As discussed throughout this section, Watson Explorer Engine
provides a number of different functions that enable you to
enqueue URLs, enqueue XML data, enqueue delete operations, and
enqueue sets of URLs and delete operations as a single, atomic
transactional unit. Each of the functions that perform these
operations provide a synchronization attribute that indicates
the point at which the crawler should return success for the
associated operation. The possible values for this synchronization
attribute are the following:
- enqueued - after all the child nodes are found to satisfy their crawl conditions, are ready to be submitted to the indexer, and are committed to secondary storage. This is the default synchronization value.
- indexed - after the child nodes have been recorded by the indexer. This synchronization mode forces the indexer to do additional work to reply in the most punctual manner.
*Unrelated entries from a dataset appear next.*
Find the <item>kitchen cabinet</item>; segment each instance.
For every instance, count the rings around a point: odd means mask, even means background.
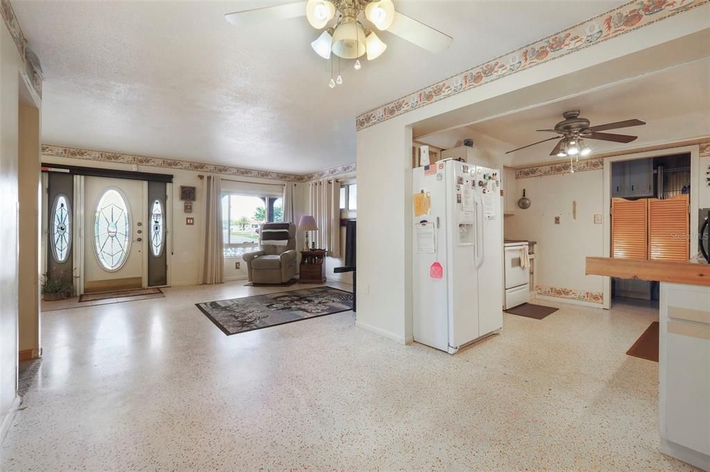
[[[515,180],[515,169],[513,167],[503,168],[503,215],[513,215],[518,208],[518,181]]]
[[[653,196],[653,160],[635,159],[611,163],[612,197]]]

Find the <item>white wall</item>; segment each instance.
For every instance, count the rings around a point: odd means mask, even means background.
[[[359,325],[412,338],[413,125],[451,113],[435,132],[673,65],[685,52],[704,53],[689,35],[707,30],[709,12],[702,6],[358,131]],[[651,50],[664,44],[662,54]]]
[[[604,213],[603,171],[518,179],[517,185],[520,192],[525,189],[532,204],[506,216],[503,231],[506,239],[537,242],[537,284],[601,293],[602,278],[585,276],[584,268],[587,256],[604,255],[603,225],[594,223],[594,214]]]

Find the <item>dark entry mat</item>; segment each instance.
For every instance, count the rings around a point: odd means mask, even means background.
[[[626,351],[626,354],[657,362],[659,327],[657,321],[651,323],[643,334],[636,339],[636,342],[633,343],[633,346]]]
[[[523,303],[523,305],[513,307],[510,310],[506,310],[506,313],[510,315],[525,316],[528,318],[535,318],[535,320],[542,320],[548,315],[552,315],[559,308],[555,308],[551,306],[542,306],[542,305],[535,305],[534,303]]]

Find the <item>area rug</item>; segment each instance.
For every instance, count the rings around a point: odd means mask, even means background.
[[[658,337],[659,324],[657,321],[654,321],[650,326],[646,328],[643,334],[636,339],[636,342],[626,351],[626,354],[634,357],[658,361]]]
[[[114,290],[110,292],[84,293],[79,297],[79,303],[98,301],[109,298],[125,298],[126,297],[141,297],[146,295],[163,295],[160,288],[135,288],[129,290]]]
[[[525,316],[528,318],[535,318],[535,320],[542,320],[548,315],[552,315],[559,308],[551,306],[542,306],[542,305],[535,305],[535,303],[523,303],[523,305],[518,305],[509,310],[506,310],[506,313],[510,315]]]
[[[349,311],[353,308],[353,295],[332,287],[317,287],[195,305],[229,336]]]

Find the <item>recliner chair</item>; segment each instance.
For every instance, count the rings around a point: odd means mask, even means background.
[[[296,276],[296,225],[288,223],[288,242],[285,245],[263,242],[264,230],[278,228],[282,225],[262,225],[259,230],[259,250],[242,255],[250,282],[285,283]]]

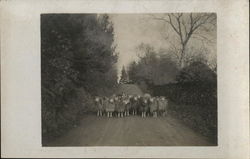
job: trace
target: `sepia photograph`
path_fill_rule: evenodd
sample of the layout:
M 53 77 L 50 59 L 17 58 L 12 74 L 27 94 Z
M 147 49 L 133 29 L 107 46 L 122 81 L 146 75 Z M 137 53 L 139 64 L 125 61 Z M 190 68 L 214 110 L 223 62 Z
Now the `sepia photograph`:
M 2 158 L 249 158 L 246 0 L 0 1 Z
M 41 14 L 42 146 L 217 146 L 216 13 Z

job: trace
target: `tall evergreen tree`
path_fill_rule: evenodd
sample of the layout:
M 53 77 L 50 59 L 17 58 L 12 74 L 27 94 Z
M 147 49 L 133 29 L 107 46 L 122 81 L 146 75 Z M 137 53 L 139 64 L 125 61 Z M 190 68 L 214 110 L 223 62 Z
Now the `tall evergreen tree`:
M 122 73 L 121 73 L 121 79 L 120 79 L 120 83 L 127 83 L 129 81 L 128 79 L 128 74 L 125 70 L 125 67 L 122 67 Z

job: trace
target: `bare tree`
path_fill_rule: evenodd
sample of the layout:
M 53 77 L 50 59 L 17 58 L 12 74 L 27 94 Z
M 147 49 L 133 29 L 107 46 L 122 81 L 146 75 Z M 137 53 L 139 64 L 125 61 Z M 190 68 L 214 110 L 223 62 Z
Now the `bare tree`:
M 181 68 L 185 65 L 186 47 L 190 39 L 211 41 L 207 34 L 214 30 L 216 25 L 216 14 L 214 13 L 167 13 L 153 18 L 166 22 L 177 35 L 179 47 L 174 50 Z

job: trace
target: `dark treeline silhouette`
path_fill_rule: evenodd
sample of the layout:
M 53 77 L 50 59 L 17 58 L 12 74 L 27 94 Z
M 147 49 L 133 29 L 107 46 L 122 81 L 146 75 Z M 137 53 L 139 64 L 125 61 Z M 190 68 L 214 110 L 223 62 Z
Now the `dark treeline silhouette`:
M 43 140 L 65 132 L 116 87 L 113 25 L 107 15 L 41 15 Z
M 154 96 L 166 96 L 172 115 L 216 143 L 216 71 L 195 57 L 180 68 L 178 61 L 167 53 L 159 54 L 153 47 L 143 45 L 143 56 L 139 56 L 139 60 L 132 62 L 127 69 L 130 80 Z

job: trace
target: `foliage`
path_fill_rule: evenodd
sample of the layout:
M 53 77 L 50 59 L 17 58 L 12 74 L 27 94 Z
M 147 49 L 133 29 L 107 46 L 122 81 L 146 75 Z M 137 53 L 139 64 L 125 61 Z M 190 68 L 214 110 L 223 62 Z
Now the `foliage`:
M 139 61 L 132 62 L 128 67 L 130 80 L 155 85 L 175 80 L 178 68 L 171 58 L 166 54 L 159 54 L 148 44 L 141 44 L 138 50 Z
M 122 67 L 122 74 L 121 74 L 121 79 L 119 83 L 128 83 L 129 79 L 128 79 L 128 74 L 125 70 L 125 67 Z
M 41 16 L 43 139 L 77 124 L 81 113 L 93 110 L 92 95 L 116 86 L 113 41 L 107 15 Z
M 216 74 L 207 65 L 194 62 L 180 71 L 176 83 L 151 85 L 150 90 L 172 101 L 172 114 L 217 142 L 216 80 Z

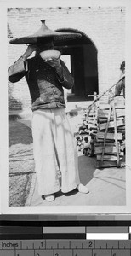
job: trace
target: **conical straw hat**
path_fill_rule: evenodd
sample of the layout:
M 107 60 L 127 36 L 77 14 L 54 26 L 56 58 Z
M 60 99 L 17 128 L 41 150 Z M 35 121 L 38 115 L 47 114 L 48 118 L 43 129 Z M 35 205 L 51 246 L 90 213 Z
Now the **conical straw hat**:
M 60 32 L 56 31 L 50 30 L 45 24 L 45 20 L 42 20 L 42 26 L 32 35 L 18 38 L 14 39 L 11 39 L 9 41 L 10 44 L 35 44 L 39 40 L 41 42 L 44 42 L 46 39 L 49 39 L 49 38 L 54 38 L 54 44 L 60 42 L 65 42 L 68 40 L 77 39 L 81 37 L 80 33 L 72 33 L 72 32 Z

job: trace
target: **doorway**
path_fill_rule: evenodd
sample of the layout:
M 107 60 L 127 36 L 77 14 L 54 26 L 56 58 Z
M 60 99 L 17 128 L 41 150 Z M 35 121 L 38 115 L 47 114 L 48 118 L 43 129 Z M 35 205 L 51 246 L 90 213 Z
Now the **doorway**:
M 57 31 L 80 32 L 70 29 Z M 81 34 L 80 38 L 55 46 L 61 51 L 63 61 L 66 56 L 70 59 L 70 64 L 66 66 L 74 78 L 74 86 L 68 92 L 68 101 L 87 101 L 90 100 L 88 96 L 94 92 L 99 94 L 97 49 L 90 38 Z

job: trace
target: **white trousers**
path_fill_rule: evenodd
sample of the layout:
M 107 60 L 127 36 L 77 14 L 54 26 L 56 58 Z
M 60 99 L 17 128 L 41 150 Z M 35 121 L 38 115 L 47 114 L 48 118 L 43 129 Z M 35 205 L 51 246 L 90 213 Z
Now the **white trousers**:
M 73 190 L 80 183 L 77 152 L 65 109 L 34 111 L 32 137 L 38 193 Z

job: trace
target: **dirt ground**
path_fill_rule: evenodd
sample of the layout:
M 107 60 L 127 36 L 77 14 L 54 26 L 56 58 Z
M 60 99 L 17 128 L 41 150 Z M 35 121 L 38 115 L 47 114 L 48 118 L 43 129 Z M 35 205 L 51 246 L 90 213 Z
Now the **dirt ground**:
M 73 120 L 74 121 L 74 120 Z M 9 122 L 9 206 L 117 205 L 126 204 L 124 168 L 96 169 L 95 157 L 79 154 L 81 183 L 88 184 L 90 193 L 56 195 L 52 203 L 37 194 L 31 120 Z M 80 195 L 81 194 L 81 195 Z
M 35 187 L 36 173 L 31 129 L 22 121 L 20 122 L 20 119 L 9 122 L 9 205 L 25 206 L 28 204 L 29 194 L 31 197 L 31 187 Z M 80 155 L 79 170 L 83 170 L 79 173 L 81 182 L 86 185 L 93 178 L 95 171 L 94 160 Z
M 9 205 L 25 206 L 34 172 L 30 128 L 19 120 L 9 122 Z

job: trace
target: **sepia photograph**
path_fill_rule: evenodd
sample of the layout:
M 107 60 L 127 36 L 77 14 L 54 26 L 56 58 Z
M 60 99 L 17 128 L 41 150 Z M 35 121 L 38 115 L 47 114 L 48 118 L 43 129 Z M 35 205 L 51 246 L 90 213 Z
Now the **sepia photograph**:
M 8 211 L 127 206 L 127 8 L 105 2 L 7 6 Z

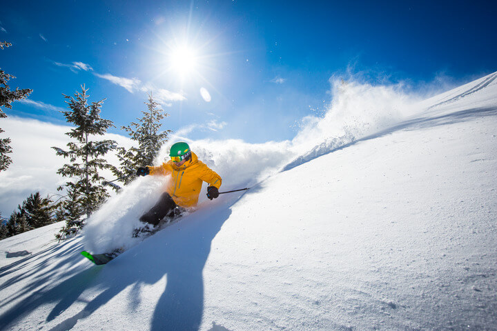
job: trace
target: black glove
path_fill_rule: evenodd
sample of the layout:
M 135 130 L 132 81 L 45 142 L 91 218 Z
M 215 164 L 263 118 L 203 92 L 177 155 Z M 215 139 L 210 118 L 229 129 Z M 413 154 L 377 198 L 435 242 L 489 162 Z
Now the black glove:
M 207 197 L 211 200 L 219 197 L 219 190 L 215 186 L 209 186 L 207 188 Z
M 150 174 L 150 169 L 148 167 L 140 167 L 137 170 L 137 176 L 146 176 Z

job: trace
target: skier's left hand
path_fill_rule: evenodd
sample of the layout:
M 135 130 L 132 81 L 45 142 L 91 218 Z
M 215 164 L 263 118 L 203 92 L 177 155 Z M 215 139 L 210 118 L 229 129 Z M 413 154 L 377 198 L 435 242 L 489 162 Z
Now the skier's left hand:
M 211 200 L 216 199 L 219 197 L 219 190 L 215 186 L 209 186 L 207 188 L 207 197 Z

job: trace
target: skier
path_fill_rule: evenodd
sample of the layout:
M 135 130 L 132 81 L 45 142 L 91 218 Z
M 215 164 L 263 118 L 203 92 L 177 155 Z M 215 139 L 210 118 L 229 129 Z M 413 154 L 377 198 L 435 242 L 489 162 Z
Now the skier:
M 164 217 L 178 216 L 186 209 L 197 205 L 203 181 L 209 184 L 208 199 L 212 200 L 219 197 L 221 177 L 198 159 L 188 143 L 182 141 L 173 144 L 169 156 L 170 160 L 158 167 L 147 166 L 137 170 L 137 174 L 139 176 L 170 177 L 166 192 L 155 205 L 140 217 L 139 220 L 146 225 L 155 227 Z M 141 232 L 149 230 L 147 228 Z

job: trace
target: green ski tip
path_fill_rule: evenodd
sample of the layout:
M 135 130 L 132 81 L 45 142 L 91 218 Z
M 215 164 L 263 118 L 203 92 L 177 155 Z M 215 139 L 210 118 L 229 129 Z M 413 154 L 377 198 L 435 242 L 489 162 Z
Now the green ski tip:
M 93 256 L 91 254 L 86 252 L 86 250 L 84 250 L 83 252 L 81 252 L 81 254 L 83 255 L 84 257 L 85 257 L 88 260 L 93 262 L 94 263 L 95 263 L 95 259 L 93 259 Z M 97 263 L 95 263 L 95 264 L 97 264 Z

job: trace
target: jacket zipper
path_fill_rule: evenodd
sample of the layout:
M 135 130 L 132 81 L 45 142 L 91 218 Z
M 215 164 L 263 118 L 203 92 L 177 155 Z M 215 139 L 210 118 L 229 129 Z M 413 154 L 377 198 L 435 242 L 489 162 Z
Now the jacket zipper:
M 179 190 L 179 186 L 181 186 L 181 181 L 183 179 L 183 174 L 184 174 L 184 170 L 182 172 L 182 177 L 179 178 L 179 183 L 178 184 L 178 185 L 176 186 L 176 185 L 175 183 L 175 190 L 173 192 L 173 195 L 174 195 L 175 197 L 176 197 L 176 195 L 175 194 L 175 193 L 176 193 L 176 190 L 177 189 Z M 176 183 L 177 183 L 177 177 L 179 176 L 179 170 L 178 170 L 178 174 L 176 175 Z

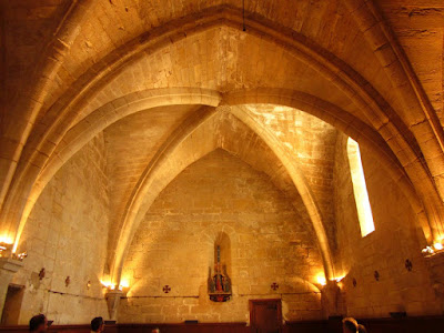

- indexed-no-sync - after the child nodes have been recorded by the indexer, but does not force the indexer to do additional work. In most cases, this synchronization mode is recommended over the indexed synchronization mode.
- none - immediately after receiving the enqueue
- to-be-indexed - immediately before the crawled and converted data is ready to be sent to the indexer
You can tune these synchronization settings for each enqueue
operation to control when you receive notification (and audit
log messages) associated with that enqueue.
Note: Some synchronization settings should be used sparingly, if at all, with potentially complex or long-running enqueue operations. For example, using the indexed or indexed-no-sync synchronization setting on the partial enqueues associated with a single index-atomic operation may cause the enqueue to time out depending on the amount of data associated with the enqueue and the structure of your application.